Another of Sinister’s highlights is “Get Me Away from Here, I’m Dying”. There’s an amusing juxtaposition between Murdoch’s sprightly delivery of the glum opening phrase, “Oooh, get me away from here, I’m dying / Play me a song to set me free,” which is accompanied by a cheery guitar part. The lyrics examine the power of words. “Said the hero in the story / It is mightier than swords / I could kill you sure / But I could only make you cry with these words.” Murdoch repeats the last four words several times as if punctuating their power, proving the hero’s point. 

The crux of Belle and Sebastian’s greatness is that they find themselves in between the saccharine and the overwrought—the pure and the sinister. Sinister is not an album to put on to fall asleep. But nor is it the score to existential angst. “I always just wanted to write about normal people doing normal things because I was not normal,” says Murdoch in the Pitchfork Classic documentary about the album. 

The specificity and sagacity of Murdoch’s lyrics confirm that it’s the minutiae that contains the most.
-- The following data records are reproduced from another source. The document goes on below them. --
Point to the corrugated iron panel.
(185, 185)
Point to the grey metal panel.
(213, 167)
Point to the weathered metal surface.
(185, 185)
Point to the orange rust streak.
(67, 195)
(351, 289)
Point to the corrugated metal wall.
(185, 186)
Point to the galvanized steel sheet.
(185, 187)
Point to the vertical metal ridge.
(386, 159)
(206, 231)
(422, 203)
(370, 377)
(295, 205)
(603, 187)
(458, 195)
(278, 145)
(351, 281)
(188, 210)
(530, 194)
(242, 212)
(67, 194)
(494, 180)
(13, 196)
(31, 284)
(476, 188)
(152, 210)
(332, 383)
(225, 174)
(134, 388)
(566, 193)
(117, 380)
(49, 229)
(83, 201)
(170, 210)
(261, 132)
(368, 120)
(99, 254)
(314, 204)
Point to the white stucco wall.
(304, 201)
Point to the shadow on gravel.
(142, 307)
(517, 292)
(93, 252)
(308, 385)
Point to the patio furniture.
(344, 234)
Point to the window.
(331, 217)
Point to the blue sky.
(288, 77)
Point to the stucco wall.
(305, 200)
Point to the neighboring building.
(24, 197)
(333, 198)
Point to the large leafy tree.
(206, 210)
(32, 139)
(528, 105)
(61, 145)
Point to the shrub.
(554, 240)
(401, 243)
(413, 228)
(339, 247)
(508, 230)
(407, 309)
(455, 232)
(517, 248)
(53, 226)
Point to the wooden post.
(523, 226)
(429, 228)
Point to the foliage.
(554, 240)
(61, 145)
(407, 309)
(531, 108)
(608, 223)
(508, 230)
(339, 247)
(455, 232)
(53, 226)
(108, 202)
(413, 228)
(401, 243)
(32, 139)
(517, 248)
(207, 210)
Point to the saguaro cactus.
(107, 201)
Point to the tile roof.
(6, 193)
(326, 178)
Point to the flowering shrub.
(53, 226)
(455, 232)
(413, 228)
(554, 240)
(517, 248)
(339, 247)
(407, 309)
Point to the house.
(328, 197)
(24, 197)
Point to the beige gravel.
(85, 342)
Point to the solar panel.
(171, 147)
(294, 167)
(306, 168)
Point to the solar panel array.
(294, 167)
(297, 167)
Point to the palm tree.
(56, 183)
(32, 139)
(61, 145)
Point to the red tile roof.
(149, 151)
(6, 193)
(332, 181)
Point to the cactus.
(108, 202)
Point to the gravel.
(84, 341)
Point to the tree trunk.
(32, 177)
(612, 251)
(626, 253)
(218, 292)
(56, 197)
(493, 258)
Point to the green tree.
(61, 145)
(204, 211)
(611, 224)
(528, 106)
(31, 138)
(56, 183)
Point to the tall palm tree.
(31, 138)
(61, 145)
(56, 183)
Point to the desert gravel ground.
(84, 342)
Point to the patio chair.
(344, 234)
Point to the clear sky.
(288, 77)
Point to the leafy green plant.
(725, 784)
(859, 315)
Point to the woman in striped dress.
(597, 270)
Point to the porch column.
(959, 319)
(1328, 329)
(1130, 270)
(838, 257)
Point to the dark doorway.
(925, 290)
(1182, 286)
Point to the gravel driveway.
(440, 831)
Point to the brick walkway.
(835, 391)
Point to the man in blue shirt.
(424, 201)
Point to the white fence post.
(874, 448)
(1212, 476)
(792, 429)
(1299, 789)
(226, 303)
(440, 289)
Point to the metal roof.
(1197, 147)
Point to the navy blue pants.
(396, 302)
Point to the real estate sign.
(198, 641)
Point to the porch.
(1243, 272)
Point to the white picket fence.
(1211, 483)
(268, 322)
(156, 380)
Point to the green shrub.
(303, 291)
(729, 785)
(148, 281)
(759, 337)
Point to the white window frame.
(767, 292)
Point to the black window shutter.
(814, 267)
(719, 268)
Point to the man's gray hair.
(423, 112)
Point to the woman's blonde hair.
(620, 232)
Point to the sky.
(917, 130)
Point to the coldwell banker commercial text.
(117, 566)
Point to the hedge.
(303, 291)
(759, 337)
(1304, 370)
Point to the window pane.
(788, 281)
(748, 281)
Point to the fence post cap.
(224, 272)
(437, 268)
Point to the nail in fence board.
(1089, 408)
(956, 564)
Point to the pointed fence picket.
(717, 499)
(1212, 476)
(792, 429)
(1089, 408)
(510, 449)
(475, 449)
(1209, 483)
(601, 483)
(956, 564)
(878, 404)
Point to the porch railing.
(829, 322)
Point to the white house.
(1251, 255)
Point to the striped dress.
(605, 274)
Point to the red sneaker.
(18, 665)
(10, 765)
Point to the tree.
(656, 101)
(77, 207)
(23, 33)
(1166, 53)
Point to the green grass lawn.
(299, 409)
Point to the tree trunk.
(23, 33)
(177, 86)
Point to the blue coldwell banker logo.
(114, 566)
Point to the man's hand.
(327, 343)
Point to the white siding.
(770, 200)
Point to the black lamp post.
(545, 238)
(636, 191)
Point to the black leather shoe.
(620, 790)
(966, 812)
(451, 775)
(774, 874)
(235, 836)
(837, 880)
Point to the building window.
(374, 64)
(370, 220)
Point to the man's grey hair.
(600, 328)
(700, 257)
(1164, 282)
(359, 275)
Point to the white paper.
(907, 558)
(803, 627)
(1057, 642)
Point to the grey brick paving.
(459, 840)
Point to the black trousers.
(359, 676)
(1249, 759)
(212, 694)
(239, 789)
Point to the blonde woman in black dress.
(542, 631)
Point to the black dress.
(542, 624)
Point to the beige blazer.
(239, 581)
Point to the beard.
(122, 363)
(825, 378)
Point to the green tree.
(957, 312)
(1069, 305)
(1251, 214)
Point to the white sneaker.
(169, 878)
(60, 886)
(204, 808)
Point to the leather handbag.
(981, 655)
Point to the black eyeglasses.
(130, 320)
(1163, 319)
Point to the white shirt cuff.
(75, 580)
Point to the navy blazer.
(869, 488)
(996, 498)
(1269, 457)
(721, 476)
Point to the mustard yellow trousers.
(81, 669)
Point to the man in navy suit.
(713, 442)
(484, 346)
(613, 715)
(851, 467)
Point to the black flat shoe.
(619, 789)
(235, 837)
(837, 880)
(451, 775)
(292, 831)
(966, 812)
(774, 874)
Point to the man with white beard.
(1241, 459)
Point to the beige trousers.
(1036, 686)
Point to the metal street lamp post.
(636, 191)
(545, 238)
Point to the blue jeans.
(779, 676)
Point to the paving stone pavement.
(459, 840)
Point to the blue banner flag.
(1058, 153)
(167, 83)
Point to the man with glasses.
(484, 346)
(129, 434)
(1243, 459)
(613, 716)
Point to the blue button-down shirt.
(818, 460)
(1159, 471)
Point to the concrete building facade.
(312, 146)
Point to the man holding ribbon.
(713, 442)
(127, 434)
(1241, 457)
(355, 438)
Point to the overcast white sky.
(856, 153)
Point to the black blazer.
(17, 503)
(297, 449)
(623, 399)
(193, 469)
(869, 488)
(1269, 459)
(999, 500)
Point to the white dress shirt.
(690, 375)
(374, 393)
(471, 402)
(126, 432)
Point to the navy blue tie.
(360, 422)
It’s an arpeggiated minor chord, not a wall of fuzz; a meditation on a track runner or a child playing in the snow. The power of words themselves. With the enforced repose of CFS/ME as a catalyst for his songwriting, he and his bandmates delivered music that made small desires sound less small, but it left an immense impact. So, if you are feeling sinister, you could do a lot worse than this old sad bastard music.